Fundamentally, sex does two things. First, it makes babies. Second, it produces physical pleasure and feelings of intimacy, which tend to forge a bond between partners. Today, both are considered undesirable and are referred to as “getting pregnant” and “catching feelings,” though the Catholic Church prefers to describe them as the “procreative” and “unitive” aspects of sex. To engage in sex while fully disavowing either is to tell a lie about what sex is, to refuse to be what we are and ought to be, to miss the mark, to sin.

In practical terms, don’t have sex with people with whom you aren’t prepared to have children and don’t have sex with people with whom you aren’t prepared to form a lasting emotional bond. You might be able to avoid both outcomes, maybe even for your whole life, but to succeed at living a lie is no triumph at all.

Marriage is nothing more than the acknowledgement that sex is both unitive and procreative. If sex binds people together and makes babies, then it makes sense that we should bind people together to make babies so that they stay together in order to provide those babies with stable homes in which to grow up.
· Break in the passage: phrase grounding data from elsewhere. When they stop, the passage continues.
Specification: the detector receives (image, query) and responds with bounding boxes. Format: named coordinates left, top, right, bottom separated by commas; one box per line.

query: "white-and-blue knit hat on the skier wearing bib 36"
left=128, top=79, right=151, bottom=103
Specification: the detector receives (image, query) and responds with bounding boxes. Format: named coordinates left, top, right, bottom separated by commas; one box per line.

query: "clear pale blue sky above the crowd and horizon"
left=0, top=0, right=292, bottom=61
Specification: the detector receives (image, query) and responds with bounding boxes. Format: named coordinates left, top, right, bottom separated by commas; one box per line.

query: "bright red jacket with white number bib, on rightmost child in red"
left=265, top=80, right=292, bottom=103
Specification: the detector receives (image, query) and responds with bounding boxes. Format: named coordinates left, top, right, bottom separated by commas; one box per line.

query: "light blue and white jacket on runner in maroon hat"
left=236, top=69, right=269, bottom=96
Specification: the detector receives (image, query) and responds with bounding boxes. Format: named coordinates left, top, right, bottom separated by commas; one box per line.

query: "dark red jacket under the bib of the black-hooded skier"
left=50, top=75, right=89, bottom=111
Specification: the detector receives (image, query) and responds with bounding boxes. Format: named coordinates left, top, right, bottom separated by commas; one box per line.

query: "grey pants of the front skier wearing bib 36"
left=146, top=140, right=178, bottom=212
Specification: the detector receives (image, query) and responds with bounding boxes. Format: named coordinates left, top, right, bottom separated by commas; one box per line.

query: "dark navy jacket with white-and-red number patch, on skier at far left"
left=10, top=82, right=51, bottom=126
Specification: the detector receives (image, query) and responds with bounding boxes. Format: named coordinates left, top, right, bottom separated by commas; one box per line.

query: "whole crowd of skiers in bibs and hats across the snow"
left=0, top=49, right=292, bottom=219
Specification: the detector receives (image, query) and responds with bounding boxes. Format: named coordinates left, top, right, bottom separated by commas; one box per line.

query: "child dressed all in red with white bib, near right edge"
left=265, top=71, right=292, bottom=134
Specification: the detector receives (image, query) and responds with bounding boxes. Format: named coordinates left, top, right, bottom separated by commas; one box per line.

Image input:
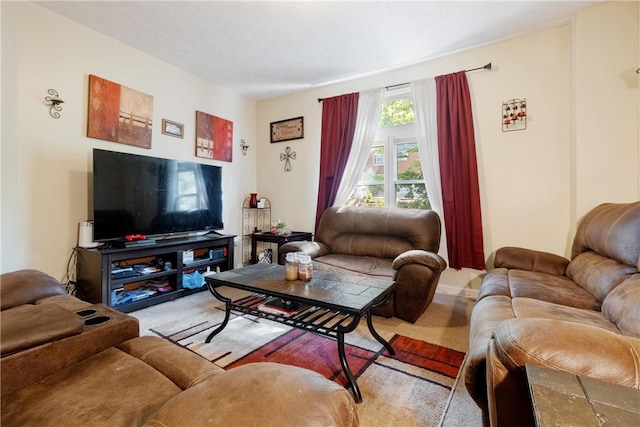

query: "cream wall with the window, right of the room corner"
left=256, top=2, right=640, bottom=295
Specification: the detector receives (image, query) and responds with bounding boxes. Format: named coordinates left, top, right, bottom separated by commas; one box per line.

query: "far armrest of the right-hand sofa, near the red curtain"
left=494, top=246, right=569, bottom=276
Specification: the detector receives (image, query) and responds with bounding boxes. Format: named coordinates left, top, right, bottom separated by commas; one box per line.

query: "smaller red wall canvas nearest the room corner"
left=196, top=111, right=233, bottom=162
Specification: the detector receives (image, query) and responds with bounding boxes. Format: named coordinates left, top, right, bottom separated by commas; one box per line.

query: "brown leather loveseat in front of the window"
left=280, top=207, right=447, bottom=322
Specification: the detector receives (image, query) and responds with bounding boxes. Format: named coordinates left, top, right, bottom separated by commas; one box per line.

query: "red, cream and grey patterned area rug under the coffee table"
left=152, top=310, right=465, bottom=426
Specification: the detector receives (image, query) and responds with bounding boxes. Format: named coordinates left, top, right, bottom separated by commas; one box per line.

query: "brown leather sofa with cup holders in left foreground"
left=0, top=270, right=358, bottom=427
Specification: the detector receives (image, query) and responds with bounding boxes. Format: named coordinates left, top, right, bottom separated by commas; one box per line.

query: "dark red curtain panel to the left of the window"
left=315, top=93, right=359, bottom=229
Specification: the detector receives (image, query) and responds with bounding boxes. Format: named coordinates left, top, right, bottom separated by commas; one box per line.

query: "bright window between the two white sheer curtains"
left=351, top=91, right=431, bottom=209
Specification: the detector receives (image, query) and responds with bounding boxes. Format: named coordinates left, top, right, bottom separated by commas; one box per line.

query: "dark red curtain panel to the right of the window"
left=436, top=71, right=485, bottom=270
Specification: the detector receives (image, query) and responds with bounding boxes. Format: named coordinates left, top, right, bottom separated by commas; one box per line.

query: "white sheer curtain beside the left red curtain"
left=333, top=88, right=384, bottom=206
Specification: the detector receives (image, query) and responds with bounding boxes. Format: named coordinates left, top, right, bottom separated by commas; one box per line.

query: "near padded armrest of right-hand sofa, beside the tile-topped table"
left=493, top=319, right=640, bottom=389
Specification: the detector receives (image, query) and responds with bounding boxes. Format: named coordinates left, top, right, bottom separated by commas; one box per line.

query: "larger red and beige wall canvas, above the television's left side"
left=87, top=75, right=153, bottom=148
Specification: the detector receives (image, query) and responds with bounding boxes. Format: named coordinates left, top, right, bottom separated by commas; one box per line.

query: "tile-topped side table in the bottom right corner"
left=525, top=364, right=640, bottom=427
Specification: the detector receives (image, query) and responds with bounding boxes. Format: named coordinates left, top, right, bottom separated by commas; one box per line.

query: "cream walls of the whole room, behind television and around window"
left=0, top=2, right=640, bottom=294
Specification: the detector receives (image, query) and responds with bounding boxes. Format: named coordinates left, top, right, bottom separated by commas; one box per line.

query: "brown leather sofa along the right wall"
left=465, top=202, right=640, bottom=426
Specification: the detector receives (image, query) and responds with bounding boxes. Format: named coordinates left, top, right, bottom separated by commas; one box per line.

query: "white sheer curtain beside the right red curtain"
left=411, top=77, right=449, bottom=264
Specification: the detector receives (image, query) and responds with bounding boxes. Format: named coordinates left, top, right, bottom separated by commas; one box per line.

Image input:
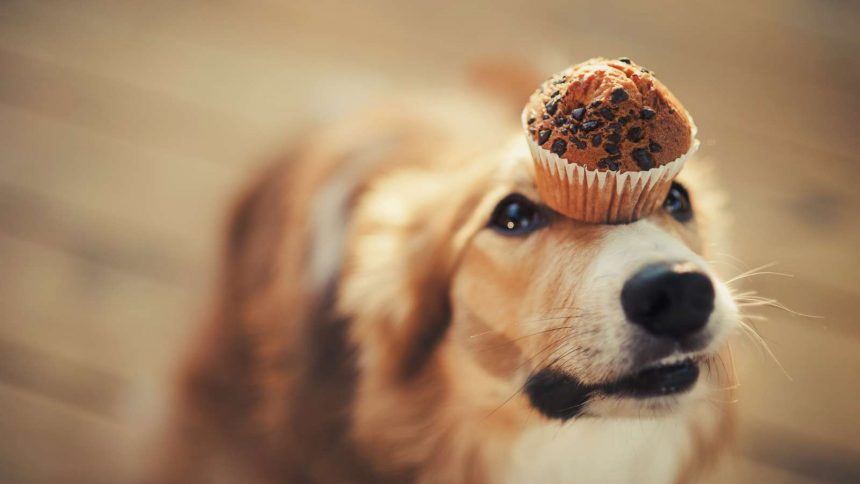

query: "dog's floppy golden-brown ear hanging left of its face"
left=339, top=171, right=490, bottom=378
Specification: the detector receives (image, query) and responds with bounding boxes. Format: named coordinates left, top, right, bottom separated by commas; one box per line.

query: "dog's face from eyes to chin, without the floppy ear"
left=451, top=142, right=737, bottom=419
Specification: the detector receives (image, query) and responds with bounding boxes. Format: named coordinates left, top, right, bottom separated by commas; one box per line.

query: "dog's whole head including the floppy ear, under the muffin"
left=341, top=130, right=737, bottom=466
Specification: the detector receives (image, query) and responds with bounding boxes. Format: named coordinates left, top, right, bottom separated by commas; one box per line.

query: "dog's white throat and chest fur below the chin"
left=499, top=394, right=720, bottom=484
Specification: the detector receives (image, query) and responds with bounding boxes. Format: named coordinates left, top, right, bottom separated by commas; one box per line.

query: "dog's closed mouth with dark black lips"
left=525, top=356, right=699, bottom=420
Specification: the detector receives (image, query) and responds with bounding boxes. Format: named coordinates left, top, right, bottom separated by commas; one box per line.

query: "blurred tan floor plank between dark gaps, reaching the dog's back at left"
left=0, top=105, right=239, bottom=270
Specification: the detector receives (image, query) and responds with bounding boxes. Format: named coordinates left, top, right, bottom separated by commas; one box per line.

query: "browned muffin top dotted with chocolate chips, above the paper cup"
left=523, top=57, right=693, bottom=172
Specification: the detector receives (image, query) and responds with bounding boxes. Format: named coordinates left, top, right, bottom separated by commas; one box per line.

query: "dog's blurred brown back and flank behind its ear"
left=156, top=96, right=510, bottom=483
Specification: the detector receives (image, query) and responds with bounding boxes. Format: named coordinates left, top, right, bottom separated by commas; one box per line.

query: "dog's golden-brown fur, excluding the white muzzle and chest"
left=155, top=85, right=730, bottom=483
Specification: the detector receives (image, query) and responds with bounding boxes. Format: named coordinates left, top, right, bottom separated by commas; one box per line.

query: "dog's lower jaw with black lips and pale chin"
left=525, top=354, right=704, bottom=420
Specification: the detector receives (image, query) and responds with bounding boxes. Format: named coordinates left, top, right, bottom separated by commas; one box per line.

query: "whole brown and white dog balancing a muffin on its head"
left=159, top=87, right=738, bottom=483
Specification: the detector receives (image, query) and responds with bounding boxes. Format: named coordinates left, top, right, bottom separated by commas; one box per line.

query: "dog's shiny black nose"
left=621, top=262, right=714, bottom=339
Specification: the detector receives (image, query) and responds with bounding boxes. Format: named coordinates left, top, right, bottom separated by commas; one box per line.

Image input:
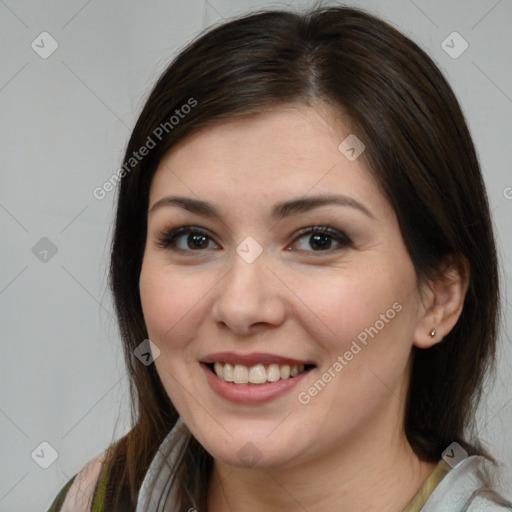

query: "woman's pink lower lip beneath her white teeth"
left=200, top=363, right=313, bottom=404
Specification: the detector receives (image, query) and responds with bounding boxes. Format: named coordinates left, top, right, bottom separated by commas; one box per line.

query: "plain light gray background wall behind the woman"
left=0, top=0, right=512, bottom=512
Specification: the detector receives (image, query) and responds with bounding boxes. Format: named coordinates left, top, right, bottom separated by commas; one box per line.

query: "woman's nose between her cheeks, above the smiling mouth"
left=212, top=251, right=286, bottom=335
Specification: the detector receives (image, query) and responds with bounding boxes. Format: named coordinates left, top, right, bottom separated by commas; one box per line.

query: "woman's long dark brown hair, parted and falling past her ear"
left=102, top=7, right=499, bottom=512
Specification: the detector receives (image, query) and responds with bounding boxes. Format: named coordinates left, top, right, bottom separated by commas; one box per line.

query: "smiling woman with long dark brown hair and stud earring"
left=47, top=7, right=512, bottom=512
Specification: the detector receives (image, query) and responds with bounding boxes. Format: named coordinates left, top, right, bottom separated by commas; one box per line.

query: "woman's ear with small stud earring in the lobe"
left=413, top=257, right=469, bottom=348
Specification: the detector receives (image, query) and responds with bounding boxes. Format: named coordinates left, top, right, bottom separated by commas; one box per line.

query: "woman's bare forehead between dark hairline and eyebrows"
left=150, top=104, right=384, bottom=217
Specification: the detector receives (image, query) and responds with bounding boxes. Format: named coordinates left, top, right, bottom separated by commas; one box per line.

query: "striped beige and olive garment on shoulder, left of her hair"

The evangelical purity movement, which encourages teens to save sex for marriage, often gives kids the impression that once they’re married, all the rules—aside from “Thou shalt not commit adultery”—go out the window. But it’s possible to be faithfully married and still live a lie about what sex is. One way to do that is to deny the unitive aspect of sex by using your spouse for physical pleasure without considering whether he or she is enjoying it. Another way, which I learned about from my priest, is to render your marriage artificially barren, thereby denying that sex is procreative.

There are complicated debates to be had about which methods couples can morally use to space apart pregnancies or limit the total number of children they have, but to anyone who rejects the Sartrean assertion that existence precedes essence, it should be clear that to marry without wanting children is to enter into a distorted form of marriage. Because although “unitive” and “procreative” are useful terms, they’re really just two ways of stating the same truth. The purpose of sex and of marriage is to build families.